* U.S. coal offers dry up, replaced by Russian
* Utilities unfazed by Danube river blockage
LONDON, Feb 9 (Reuters) - Freezing weather continued to drive up gas and power prices but coal values fell again because utilities have more coal than they need and stockpiles are close to full, utilities and traders said.
Gas and power demand has surged across Europe due to the severe cold weather, but utilities, traders and producers are offering very prompt cargoes of Russian and multi-origin coal and finding few buyers.
“What’s interesting is there are quite a few offers of March delivery cargoes and you have to wonder why - were these sold previously and somebody’s backed out or was everybody assuming China would come back in early February and buy?” one major utility source said.

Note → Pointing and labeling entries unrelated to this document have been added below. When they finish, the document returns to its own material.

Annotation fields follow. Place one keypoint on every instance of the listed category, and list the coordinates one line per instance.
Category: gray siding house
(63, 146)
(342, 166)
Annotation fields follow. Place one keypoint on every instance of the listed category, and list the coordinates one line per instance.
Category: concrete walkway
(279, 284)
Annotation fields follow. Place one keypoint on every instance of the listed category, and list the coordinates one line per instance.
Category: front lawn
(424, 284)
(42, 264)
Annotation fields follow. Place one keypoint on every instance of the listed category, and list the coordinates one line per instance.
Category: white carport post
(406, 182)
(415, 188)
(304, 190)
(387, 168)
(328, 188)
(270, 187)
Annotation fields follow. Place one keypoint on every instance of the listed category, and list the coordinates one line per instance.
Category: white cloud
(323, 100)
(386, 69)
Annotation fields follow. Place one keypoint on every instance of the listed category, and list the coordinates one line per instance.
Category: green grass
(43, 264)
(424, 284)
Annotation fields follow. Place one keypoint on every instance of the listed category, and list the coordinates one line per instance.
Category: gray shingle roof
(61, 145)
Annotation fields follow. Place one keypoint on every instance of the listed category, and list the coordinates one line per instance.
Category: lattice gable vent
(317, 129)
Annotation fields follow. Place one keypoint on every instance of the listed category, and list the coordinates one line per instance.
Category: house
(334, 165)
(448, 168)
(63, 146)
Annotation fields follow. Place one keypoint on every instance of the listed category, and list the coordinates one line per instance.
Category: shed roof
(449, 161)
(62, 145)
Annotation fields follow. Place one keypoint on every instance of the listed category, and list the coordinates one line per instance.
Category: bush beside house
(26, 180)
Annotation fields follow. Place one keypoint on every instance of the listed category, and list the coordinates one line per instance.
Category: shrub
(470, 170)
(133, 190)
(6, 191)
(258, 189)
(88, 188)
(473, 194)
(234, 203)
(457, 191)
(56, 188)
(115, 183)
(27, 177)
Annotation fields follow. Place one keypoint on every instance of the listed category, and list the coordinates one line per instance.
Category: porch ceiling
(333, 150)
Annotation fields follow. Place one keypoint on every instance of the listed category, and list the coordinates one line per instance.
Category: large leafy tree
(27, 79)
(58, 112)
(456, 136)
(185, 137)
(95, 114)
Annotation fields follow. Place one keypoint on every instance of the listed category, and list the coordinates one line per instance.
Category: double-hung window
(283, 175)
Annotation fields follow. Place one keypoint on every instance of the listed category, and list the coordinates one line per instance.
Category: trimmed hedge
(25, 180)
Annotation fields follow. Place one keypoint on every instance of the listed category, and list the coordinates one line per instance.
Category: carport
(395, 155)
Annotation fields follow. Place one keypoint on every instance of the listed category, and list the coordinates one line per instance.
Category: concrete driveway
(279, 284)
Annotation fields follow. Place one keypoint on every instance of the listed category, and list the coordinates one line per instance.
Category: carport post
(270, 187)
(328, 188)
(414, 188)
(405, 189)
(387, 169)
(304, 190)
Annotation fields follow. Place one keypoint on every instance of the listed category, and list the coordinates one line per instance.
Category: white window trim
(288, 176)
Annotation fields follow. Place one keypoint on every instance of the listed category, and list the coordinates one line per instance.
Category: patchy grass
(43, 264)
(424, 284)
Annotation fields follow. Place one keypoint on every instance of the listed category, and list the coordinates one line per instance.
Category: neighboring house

The prompt DES ARA market on Thursday was predominantly made up of Russian cargoes rather than multi-origin and it is unusual for utilities to offer Russian-only cargoes so visibly.

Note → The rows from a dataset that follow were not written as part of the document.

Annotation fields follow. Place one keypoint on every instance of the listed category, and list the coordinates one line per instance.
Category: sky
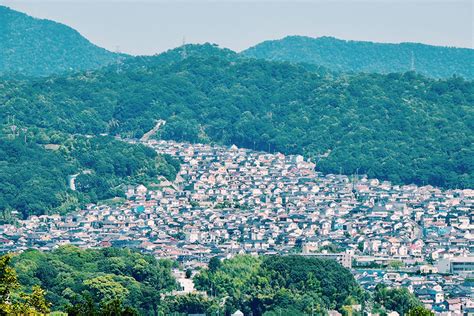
(147, 27)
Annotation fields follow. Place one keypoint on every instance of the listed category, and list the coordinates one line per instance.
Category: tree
(420, 311)
(189, 273)
(12, 300)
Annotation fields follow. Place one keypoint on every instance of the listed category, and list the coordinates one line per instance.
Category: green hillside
(401, 127)
(34, 176)
(357, 56)
(35, 47)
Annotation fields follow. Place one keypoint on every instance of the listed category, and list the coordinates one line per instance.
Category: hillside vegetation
(399, 127)
(357, 56)
(34, 179)
(35, 47)
(91, 281)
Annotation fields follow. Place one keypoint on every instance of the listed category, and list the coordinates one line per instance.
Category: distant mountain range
(400, 127)
(35, 47)
(357, 56)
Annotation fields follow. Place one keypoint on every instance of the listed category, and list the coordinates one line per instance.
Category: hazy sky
(152, 26)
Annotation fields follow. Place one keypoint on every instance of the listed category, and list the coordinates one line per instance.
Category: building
(343, 258)
(457, 265)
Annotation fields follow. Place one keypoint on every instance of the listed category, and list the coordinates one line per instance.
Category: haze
(149, 27)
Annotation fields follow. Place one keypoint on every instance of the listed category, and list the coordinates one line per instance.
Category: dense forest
(289, 284)
(400, 127)
(34, 176)
(35, 47)
(358, 56)
(85, 282)
(113, 281)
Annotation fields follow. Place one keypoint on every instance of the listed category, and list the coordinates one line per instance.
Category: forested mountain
(401, 127)
(357, 56)
(34, 175)
(35, 47)
(92, 281)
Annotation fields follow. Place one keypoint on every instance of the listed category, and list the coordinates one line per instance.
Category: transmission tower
(183, 52)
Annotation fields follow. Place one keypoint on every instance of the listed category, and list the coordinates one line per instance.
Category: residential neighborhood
(228, 200)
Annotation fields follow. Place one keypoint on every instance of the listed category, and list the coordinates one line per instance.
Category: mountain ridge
(405, 128)
(39, 47)
(365, 56)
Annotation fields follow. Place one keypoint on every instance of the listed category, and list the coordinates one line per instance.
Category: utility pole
(24, 129)
(184, 53)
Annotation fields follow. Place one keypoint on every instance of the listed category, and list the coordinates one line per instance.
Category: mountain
(35, 47)
(357, 56)
(400, 127)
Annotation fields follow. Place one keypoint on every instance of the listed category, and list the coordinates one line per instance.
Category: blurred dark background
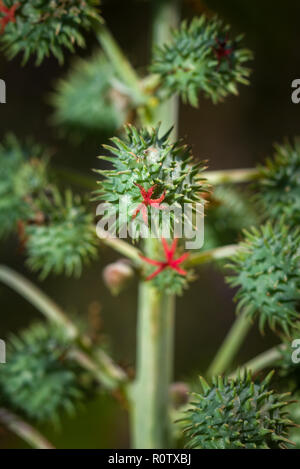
(238, 133)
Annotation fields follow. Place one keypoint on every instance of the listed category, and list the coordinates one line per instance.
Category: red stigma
(8, 15)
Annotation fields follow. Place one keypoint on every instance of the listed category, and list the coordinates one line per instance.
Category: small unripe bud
(117, 275)
(179, 394)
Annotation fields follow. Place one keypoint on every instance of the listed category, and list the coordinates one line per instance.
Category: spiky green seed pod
(229, 211)
(237, 414)
(201, 57)
(147, 159)
(22, 175)
(40, 380)
(65, 241)
(267, 273)
(279, 183)
(90, 99)
(47, 27)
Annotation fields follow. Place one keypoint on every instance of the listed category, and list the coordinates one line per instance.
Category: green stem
(23, 430)
(120, 63)
(231, 345)
(37, 298)
(226, 176)
(150, 393)
(150, 422)
(262, 361)
(165, 18)
(101, 366)
(120, 246)
(211, 255)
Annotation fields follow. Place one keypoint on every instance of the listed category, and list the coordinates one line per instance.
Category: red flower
(169, 262)
(222, 51)
(8, 15)
(147, 201)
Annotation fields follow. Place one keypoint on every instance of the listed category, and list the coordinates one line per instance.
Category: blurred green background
(238, 133)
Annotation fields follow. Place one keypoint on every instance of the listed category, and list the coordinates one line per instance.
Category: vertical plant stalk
(156, 310)
(231, 345)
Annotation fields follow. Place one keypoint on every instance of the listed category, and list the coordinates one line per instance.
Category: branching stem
(101, 366)
(262, 361)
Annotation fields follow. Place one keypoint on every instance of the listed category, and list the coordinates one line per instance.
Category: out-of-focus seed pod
(117, 275)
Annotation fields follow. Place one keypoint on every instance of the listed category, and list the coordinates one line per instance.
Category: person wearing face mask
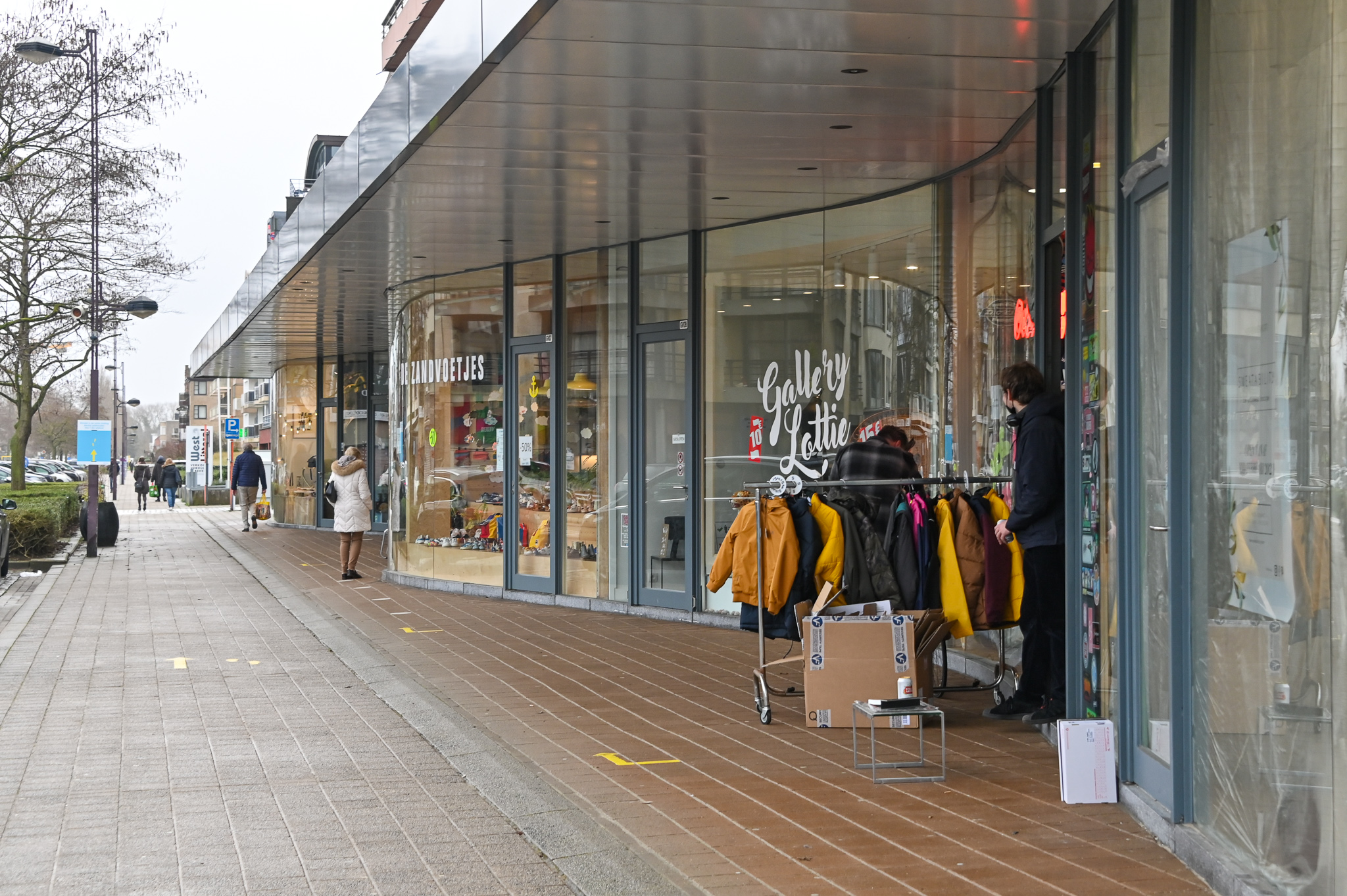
(1037, 521)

“You’re not going to get a premium any more for Russian coal but to see Russian-only rather than multi-origin cargoes which often turn out to be Russian shows they need to get rid of it,” one European trader said.
Ice has blocked the river Danube in south Germany to inland waterways barges which move coal from the main import terminals to the power plants along the Danube and Rhine but this had no impact on prices, utilities said.
A March DES ARA Russian cargo was bid at $97.50 and offered at $98.90, down 75 cents.
An April DES ARA Russian cargo was bid at $98.25 and offered at $99.50, also down around 75 cents.